She flushed, shaking her head and laughing. “You’re ridiculous,” she told him.

He preened like she’d paid him a compliment, flung his arm around her shoulders. “Don’t be jealous, we can get you a leather jacket at Gladrags. Brown for you, I think. I would say dark green would suit you—to match your eyes—but we all know Slytherin’s the enemy, so brown it is.”

“You saying I have Slytherin eyes?”

“It’s sad but true,” he grimaced with mock-solemnity.

“You’re right,” she agreed with a completely straight face, “I’m going to have to charm them Gryffindor red.”

Sirius pulled a face. “That…would be creepy.”

He sighed, a complete swoon with the back of his hand pressed to his forehead. “Alas fair lady, I wouldn’t have you change a single feature on your face! Especially not your eyes, even if they are the enemy’s color.”

He said it like a joke, but there was such earnest sincerity warming his eyes when she turned her face up to look at him that she found herself caught. Her breath hitched, her cheeks heated. She’d never noticed the icy blue flecks in his gray irises before, bright spots of color that made them shine. She felt the strangest urge to stroke a finger over his brow, like touching him would allow her to imprint this image on her mind so she could hoard his warmth forever.

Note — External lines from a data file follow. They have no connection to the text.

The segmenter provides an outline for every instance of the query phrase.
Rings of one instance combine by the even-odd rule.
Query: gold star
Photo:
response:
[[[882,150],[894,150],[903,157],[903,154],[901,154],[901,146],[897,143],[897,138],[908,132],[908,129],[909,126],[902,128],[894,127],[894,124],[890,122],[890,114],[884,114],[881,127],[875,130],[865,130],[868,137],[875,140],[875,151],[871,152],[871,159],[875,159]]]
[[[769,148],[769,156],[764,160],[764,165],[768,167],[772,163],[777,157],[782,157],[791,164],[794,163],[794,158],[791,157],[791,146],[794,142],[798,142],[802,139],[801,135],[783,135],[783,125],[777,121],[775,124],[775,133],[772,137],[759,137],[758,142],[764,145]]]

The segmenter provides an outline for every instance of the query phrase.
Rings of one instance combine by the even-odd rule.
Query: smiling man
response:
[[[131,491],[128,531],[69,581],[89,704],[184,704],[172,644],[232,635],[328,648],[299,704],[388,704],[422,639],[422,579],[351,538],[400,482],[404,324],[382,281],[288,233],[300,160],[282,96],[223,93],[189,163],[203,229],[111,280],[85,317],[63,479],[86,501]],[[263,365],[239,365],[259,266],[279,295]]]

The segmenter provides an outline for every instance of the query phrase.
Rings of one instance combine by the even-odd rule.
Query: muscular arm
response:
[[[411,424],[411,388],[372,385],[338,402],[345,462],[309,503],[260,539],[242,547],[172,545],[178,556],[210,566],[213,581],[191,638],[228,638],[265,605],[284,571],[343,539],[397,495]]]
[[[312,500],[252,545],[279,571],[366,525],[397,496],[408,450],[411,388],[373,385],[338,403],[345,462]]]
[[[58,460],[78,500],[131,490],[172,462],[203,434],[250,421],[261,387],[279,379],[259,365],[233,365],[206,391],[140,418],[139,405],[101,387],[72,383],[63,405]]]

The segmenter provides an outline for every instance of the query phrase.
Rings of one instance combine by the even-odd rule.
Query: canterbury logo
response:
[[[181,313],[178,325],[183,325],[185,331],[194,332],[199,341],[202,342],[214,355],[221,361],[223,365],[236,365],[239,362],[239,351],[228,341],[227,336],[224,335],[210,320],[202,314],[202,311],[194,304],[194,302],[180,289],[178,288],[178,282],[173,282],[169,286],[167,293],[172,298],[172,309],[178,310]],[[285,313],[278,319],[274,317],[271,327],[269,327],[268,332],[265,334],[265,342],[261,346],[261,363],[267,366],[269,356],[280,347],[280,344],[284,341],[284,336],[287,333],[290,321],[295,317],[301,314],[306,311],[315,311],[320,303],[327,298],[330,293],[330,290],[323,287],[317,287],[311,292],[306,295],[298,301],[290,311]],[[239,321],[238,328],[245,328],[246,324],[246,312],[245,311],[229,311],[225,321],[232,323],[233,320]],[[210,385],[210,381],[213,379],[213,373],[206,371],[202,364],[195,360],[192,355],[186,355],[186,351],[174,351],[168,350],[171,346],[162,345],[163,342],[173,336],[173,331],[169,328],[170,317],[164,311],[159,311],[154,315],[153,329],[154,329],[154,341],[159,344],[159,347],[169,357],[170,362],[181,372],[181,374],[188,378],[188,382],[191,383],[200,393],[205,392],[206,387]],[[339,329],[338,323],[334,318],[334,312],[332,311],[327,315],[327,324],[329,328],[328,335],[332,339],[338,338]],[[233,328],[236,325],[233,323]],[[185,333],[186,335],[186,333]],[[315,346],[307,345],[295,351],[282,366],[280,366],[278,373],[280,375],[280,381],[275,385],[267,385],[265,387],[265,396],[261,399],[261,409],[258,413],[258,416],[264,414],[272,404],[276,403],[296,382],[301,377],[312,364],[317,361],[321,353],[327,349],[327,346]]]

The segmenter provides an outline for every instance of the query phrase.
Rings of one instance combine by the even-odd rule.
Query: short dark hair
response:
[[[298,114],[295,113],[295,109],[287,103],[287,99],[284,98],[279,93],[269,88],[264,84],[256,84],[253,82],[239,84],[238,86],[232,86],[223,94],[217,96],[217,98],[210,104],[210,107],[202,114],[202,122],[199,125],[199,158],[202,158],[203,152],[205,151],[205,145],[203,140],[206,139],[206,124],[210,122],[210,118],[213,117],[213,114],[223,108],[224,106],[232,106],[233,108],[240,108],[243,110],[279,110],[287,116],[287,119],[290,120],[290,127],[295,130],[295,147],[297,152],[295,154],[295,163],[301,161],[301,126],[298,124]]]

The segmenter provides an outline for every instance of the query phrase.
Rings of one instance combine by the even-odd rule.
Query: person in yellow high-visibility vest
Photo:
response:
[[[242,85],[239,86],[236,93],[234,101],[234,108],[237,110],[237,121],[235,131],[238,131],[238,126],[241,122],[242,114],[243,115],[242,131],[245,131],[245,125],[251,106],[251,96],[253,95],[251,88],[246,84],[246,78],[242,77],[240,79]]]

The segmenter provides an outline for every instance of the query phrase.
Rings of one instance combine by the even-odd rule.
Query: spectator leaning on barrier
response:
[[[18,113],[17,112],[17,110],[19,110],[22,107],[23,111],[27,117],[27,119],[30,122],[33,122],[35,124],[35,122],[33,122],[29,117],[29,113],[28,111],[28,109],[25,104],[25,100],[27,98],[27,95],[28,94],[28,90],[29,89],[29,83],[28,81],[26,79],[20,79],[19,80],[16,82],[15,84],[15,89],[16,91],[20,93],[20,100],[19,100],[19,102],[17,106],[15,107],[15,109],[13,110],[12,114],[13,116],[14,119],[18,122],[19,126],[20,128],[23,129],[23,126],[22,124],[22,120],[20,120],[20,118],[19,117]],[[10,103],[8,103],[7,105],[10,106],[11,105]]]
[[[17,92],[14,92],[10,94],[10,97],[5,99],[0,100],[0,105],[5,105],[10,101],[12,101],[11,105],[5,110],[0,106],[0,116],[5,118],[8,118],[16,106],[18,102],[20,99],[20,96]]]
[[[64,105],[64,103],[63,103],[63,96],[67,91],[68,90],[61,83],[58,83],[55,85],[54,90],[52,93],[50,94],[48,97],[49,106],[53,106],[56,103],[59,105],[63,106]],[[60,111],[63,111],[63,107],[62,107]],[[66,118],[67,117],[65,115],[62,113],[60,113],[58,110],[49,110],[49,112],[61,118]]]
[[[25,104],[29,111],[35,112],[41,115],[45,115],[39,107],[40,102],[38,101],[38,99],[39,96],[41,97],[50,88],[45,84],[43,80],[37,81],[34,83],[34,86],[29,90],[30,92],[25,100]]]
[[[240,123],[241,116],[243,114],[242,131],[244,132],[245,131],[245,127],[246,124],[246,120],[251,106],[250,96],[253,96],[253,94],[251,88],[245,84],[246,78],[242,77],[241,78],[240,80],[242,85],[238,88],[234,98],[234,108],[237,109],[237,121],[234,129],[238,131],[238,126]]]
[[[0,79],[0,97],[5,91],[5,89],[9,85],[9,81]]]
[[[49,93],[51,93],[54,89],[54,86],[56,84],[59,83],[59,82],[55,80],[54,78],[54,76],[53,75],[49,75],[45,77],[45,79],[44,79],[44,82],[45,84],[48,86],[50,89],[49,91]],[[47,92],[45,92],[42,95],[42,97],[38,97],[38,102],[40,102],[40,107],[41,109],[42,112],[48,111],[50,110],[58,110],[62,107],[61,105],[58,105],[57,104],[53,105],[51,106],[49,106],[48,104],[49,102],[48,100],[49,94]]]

“Oi, Padfoot! Stop flirting!” James hollered from the Entrance Hall doors. “You’re holding up the line!”

Sirius jerked his gaze away and growled, low in his chest like an agitated guard dog, and threw a rude gesture James’s way, much to Filch’s consternation. The old caretaker glared at them, his scraggly face pinched in an even more severe frown than normal as he muttered meanly under his breath.

“Idiot teenagers, staring at each other so happy like. Giggling, always with the insufferable giggling,” she heard him say, then more loudly, “Your name?”

“Come on, Argus, you know who I am,” Sirius said with his most innocent smile.

Filch glared harder. Helena was sure he knew exactly who Sirius Black was. He probably fantasized about stringing Sirius and James up by their thumbs on a daily basis. So of course Sirius felt the need to needle him.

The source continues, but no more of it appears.